『ブンミおじさんの森』(2010年、タイ) ―6.5点。目に見えない次元の世界につながる不思議な映画


『ブンミおじさんの森』(2010年、タイ)
監督:アピチャートポン・ウィーラセータクン
脚本:アピチャートポン・ウィーラセータクン
出演:タナパット・サイサイマー

【点数】
★★★★★★☆☆☆ / 6.5点

難解な映画というのは、きっと僕ら一般人が目に見えない世界を描いている。だから、その手の超絶的な人間離れした視点で映し出された世界は、霊的でもあり、摩訶不思議、理解不能な映像作品にもなりうる。このブンミおじさんの映画も、まさしくその種の映画だった。


さて、タイ映画史上、初のカンヌ映画祭パルムドール(最高賞)に輝いた本作は、極めて難しい映画であった。噂には聞いていたがここまでだとは…。これは映画なのか、不思議で難解な映像作品のようなものだった。正直言って映画慣れしていない人には苦痛でしかない作品であろう。この2時間を絶えるのは辛いと思う。映画マニアの筆者でさえも、作品の意味を何とか理解しようと画面にかじりついていたほど。

しかし結局、私はこの作品の80%も理解できなかった気がしている。というのも、タイ仏教思想のアニミズムの世界なのだ。なので作品全体を通じて、霊的なオーラを放っている。

あらすじを言うと単純で、病で死が間近に迫ったブンミおじさんの下に、かつて失踪した息子と死んだ妻が突然現れ、霊的な体験をし、森へ帰り霊的な世界へ帰化していくという物語だ。

自然との共存、前世、瞑想、仏教、森の精霊、幽霊、カルマ、この世への執着か、輪廻転生、それはそれは深いアニミズム、つまり万物に精霊が宿っているという考えの、観念的な世界だった。


ワンシーンワンシーンがほとんどカットされず、10分以上もの長回しで巧みな構図で非常にゆっくりとした不思議なテンポで会話をするシーンなど、劇のような、広大な自然をバックにした映像作品のような、何かが宿っていると思わせる映像美が広がっている。

タイの森や山、動物には、もののけというのか、自然の魂が宿っていて、生命の神秘を感じた。目に見えない世界の表現だ。この映画の波動は何か感じさせる。目に見えない次元に繋がっているような、不思議な映画だ。これは映画を見ているとうよりも未知なる映像体験に近い。

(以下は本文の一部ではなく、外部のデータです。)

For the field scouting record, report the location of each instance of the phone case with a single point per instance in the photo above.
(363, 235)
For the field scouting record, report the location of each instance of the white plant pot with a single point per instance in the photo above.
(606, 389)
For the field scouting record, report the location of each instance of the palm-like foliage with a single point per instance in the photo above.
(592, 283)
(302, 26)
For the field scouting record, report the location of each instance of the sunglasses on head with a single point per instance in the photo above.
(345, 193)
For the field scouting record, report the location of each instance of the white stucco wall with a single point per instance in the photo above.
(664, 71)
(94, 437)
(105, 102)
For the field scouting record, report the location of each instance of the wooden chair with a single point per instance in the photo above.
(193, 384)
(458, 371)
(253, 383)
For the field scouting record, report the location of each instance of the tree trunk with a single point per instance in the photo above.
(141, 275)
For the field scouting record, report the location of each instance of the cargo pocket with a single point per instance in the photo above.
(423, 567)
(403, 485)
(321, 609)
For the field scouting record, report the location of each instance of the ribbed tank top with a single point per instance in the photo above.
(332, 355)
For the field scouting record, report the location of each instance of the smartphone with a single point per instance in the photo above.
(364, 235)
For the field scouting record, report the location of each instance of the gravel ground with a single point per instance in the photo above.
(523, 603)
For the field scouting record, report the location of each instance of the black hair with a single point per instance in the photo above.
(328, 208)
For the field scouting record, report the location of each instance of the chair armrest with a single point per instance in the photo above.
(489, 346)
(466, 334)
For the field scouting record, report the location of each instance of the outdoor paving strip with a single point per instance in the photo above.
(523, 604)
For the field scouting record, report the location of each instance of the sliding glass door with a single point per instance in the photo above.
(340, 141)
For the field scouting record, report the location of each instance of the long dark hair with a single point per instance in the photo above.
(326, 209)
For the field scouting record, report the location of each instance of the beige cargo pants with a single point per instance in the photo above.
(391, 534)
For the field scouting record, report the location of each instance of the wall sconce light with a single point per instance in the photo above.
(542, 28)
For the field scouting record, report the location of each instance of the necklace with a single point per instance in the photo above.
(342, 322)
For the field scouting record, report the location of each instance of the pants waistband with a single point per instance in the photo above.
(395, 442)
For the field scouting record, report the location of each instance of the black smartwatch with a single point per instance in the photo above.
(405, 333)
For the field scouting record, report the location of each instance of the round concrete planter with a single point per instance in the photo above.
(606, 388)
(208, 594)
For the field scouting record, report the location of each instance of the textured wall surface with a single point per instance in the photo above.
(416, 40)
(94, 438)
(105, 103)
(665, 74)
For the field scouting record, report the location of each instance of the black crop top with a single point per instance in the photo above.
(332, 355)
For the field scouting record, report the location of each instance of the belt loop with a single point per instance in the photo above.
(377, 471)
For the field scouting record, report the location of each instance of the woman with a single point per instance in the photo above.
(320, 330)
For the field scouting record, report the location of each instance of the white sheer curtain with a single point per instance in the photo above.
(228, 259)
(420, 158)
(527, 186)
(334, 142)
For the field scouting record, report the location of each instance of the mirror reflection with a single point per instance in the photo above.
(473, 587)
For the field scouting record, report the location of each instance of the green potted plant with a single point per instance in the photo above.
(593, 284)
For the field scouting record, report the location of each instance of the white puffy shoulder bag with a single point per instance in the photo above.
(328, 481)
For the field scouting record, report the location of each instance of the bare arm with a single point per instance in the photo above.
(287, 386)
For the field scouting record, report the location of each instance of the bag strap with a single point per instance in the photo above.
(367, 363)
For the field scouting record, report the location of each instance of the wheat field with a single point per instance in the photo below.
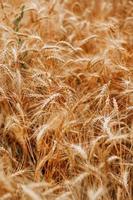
(66, 100)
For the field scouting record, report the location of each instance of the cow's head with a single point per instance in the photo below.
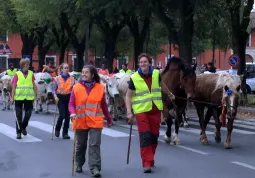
(111, 85)
(44, 82)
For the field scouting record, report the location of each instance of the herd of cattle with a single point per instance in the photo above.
(115, 89)
(116, 86)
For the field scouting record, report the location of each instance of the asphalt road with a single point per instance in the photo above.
(37, 156)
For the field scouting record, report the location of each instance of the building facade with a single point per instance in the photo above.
(11, 46)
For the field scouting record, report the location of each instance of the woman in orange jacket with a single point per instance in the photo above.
(62, 88)
(88, 108)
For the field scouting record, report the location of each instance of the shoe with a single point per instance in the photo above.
(95, 173)
(79, 169)
(24, 132)
(65, 136)
(18, 135)
(147, 170)
(57, 133)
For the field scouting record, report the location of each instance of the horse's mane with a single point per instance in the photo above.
(232, 81)
(173, 60)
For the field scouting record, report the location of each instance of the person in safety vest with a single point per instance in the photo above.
(103, 70)
(62, 87)
(144, 95)
(88, 108)
(125, 69)
(11, 71)
(24, 91)
(50, 69)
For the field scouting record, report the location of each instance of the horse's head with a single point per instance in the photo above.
(188, 79)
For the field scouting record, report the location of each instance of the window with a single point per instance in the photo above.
(3, 36)
(248, 44)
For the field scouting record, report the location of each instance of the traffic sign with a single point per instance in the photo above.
(234, 60)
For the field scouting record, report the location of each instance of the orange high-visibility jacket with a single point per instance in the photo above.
(89, 113)
(104, 72)
(64, 87)
(53, 74)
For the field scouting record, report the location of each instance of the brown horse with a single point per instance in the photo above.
(179, 79)
(212, 89)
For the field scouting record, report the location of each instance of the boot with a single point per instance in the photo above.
(18, 135)
(79, 169)
(24, 132)
(147, 170)
(95, 173)
(57, 133)
(65, 136)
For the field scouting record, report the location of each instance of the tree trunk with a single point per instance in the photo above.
(186, 30)
(79, 58)
(138, 49)
(29, 43)
(62, 54)
(110, 46)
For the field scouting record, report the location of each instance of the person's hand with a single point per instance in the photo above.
(11, 101)
(109, 123)
(73, 116)
(130, 117)
(56, 99)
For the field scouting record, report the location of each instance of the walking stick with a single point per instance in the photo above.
(54, 121)
(14, 111)
(129, 142)
(74, 145)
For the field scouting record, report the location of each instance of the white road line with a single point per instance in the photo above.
(180, 146)
(11, 133)
(48, 128)
(225, 129)
(188, 148)
(244, 165)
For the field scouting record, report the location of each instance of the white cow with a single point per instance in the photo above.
(6, 89)
(44, 85)
(111, 94)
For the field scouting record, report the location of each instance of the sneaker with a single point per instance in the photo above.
(24, 132)
(79, 169)
(18, 135)
(65, 136)
(147, 170)
(57, 133)
(95, 173)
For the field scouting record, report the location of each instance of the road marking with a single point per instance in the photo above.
(225, 129)
(11, 133)
(105, 131)
(244, 165)
(188, 148)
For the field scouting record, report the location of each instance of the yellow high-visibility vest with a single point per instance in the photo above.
(127, 72)
(11, 73)
(24, 89)
(143, 98)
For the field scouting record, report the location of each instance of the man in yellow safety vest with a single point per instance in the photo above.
(125, 69)
(11, 71)
(144, 95)
(24, 91)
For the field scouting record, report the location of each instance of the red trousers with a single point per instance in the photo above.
(148, 124)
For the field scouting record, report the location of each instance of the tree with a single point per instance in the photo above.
(178, 15)
(240, 20)
(211, 26)
(240, 11)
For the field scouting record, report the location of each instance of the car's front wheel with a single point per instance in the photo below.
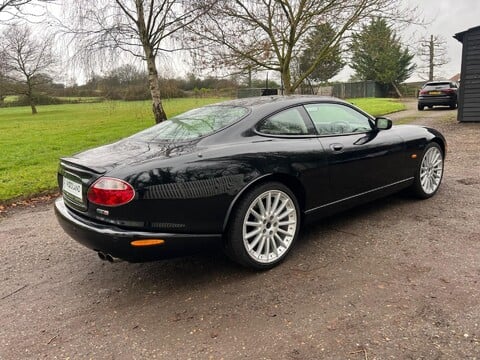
(429, 173)
(264, 226)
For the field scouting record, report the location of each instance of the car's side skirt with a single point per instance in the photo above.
(351, 201)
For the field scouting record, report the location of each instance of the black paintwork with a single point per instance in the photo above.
(185, 192)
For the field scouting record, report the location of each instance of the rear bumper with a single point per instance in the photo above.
(116, 241)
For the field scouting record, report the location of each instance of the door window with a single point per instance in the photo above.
(334, 119)
(287, 122)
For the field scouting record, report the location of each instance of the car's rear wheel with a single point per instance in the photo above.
(264, 226)
(429, 172)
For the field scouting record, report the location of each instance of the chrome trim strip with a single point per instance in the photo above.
(357, 195)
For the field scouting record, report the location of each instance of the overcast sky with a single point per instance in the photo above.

そう、例えるならば、2001年宇宙の旅を見ている感覚。漠然としか提示されないストーリーや、時間軸が遠い過去と未来を行き来する。単なる一個人の話ではなく、これは自然界、宇宙世界全般のストーリーなのだ。

つまり、あまりに難解で普通の人には理解できないとうことだ。私としてもラストシーンの意味がまったく理解できず、後味が悪かった。ここまで難しく、仏教哲学的な映画は初めてだ。仏教や瞑想の勉強しないと分からないのかもしれない。

もう少し高い次元の人間にならないと、この映画を理解することはできないだろう。

だがしかし、考えれば考えるほど深くなる、印象深い映画であった。